Filha de Marielle Franco aciona ONU e CIDH às vésperas de julgamento dos mandantes do crime no STF
Instituto Marielle Franco acionou organismos internacionais a um mês do julgamento dos mandantes no Supremo
247 - A menos de um mês do julgamento dos mandantes do assassinato de Marielle Franco e Anderson Gomes, marcado para os dias 24 e 25 de fevereiro de 2026, no Supremo Tribunal Federal (STF), o Instituto Marielle Franco intensificou a articulação internacional em torno do caso. A mobilização busca ampliar a visibilidade do processo e destacar sua relevância histórica para a democracia brasileira e o enfrentamento da violência política.
A iniciativa ocorreu nesta segunda-feira, 26 de janeiro, quando a organização acionou mais de 15 instâncias internacionais de direitos humanos, entre elas a Organização das Nações Unidas (ONU) e a Comissão Interamericana de Direitos Humanos (CIDH). A ação foi conduzida por Luyara Franco, filha de Marielle e diretora executiva do Instituto.
Mobilização internacional às vésperas do julgamento
A iniciativa integra a estratégia de incidência nacional e internacional do Instituto em torno de um processo considerado decisivo. O julgamento ocorre no ano em que se completam dez anos da eleição de Marielle Franco e após quase oito anos de espera pela responsabilização dos mandantes do crime ocorrido em março de 2018, no Rio de Janeiro.

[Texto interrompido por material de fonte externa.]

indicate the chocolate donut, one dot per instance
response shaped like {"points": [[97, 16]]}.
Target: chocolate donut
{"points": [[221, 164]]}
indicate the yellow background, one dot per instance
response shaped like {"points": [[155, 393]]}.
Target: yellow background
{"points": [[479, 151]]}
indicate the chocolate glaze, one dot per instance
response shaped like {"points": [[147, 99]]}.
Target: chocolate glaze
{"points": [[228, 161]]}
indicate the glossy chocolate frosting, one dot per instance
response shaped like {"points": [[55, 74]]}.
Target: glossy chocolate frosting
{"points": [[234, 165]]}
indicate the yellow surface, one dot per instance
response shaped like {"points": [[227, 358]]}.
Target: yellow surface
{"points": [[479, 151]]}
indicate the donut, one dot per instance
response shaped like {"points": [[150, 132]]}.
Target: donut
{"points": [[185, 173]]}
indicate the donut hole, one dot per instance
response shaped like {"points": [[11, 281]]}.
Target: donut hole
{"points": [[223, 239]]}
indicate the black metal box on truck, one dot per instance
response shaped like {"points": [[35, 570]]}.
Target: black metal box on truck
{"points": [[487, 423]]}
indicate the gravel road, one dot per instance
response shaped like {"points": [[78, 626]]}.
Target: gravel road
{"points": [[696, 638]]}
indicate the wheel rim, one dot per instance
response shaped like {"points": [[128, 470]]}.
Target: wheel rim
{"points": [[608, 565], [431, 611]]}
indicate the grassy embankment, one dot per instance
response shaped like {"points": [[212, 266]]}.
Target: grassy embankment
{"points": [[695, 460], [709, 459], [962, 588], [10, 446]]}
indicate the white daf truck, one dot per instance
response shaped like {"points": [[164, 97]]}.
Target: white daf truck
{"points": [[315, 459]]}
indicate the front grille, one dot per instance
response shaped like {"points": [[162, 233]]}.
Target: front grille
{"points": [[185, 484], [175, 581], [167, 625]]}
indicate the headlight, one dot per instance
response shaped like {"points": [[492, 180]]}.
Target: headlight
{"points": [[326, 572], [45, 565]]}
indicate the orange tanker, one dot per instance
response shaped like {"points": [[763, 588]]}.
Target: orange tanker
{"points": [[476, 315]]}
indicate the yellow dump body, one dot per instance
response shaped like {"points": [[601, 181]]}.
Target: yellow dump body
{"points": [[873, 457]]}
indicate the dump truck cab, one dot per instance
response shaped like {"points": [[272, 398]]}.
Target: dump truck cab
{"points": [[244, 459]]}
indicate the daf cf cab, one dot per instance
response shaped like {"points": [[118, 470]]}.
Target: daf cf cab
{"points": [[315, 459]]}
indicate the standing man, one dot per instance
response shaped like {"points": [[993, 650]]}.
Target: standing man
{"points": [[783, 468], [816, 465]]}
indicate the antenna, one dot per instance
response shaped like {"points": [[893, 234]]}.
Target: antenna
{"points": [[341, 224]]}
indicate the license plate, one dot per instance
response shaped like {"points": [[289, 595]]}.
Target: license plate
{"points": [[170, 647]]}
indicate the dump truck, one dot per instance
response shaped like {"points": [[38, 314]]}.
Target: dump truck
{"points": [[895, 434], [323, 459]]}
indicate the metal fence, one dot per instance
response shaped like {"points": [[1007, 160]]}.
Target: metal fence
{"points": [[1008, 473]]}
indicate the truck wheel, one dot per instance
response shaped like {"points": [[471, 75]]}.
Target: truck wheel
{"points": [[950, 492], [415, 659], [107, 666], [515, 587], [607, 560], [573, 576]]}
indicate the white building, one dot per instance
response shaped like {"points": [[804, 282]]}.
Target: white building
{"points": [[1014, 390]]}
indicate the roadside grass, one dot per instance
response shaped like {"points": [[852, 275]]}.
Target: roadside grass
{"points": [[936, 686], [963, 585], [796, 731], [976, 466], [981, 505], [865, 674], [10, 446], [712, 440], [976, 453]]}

Nos documentos encaminhados às instâncias internacionais, o Instituto destacou que o assassinato de Marielle Franco e Anderson Gomes se tornou emblemático da violência política, especialmente contra mulheres negras e defensoras de direitos humanos. A entidade ressaltou que a decisão do STF terá impacto que ultrapassa o Brasil, podendo se tornar referência internacional no combate à impunidade.
“Estamos a menos de um mês de um julgamento que o Brasil levou anos para alcançar. Comunicar os organismos internacionais é afirmar que este caso ultrapassa fronteiras e que a democracia brasileira está sendo colocada à prova. A condenação dos mandantes é o que pode romper um ciclo histórico de impunidade. A responsabilização de quem mandou matar minha mãe e o Anderson é condição fundamental para o compromisso do país com a verdade, a justiça e a memória”, afirmou Luyara Franco.
Caso Marielle como símbolo da violência política
Ao dialogar com instâncias nacionais e internacionais, o Instituto Marielle Franco busca garantir visibilidade, monitoramento e compromisso institucional com a realização de um julgamento justo, compatível com a gravidade do crime. Para a organização, o processo representa um marco por expressar a resposta do Estado brasileiro a um assassinato político cometido para silenciar uma mulher negra eleita e um trabalhador.
Marielle Franco, vereadora negra, bissexual e defensora de direitos humanos, foi assassinada em 14 de março de 2018, ao lado do motorista Anderson Gomes. O crime é caracterizado pelo Instituto como um ataque direto à representação política e à democracia.
Julgamento no STF e impacto para a democracia
O julgamento dos mandantes colocará em evidência, segundo o Instituto, a capacidade do Brasil de responsabilizar os autores intelectuais do crime. Para a entidade, a decisão do Supremo Tribunal Federal representará um posicionamento inequívoco de que a violência política não ficará impune e de que o país mantém compromisso com a verdade, a justiça e a memória.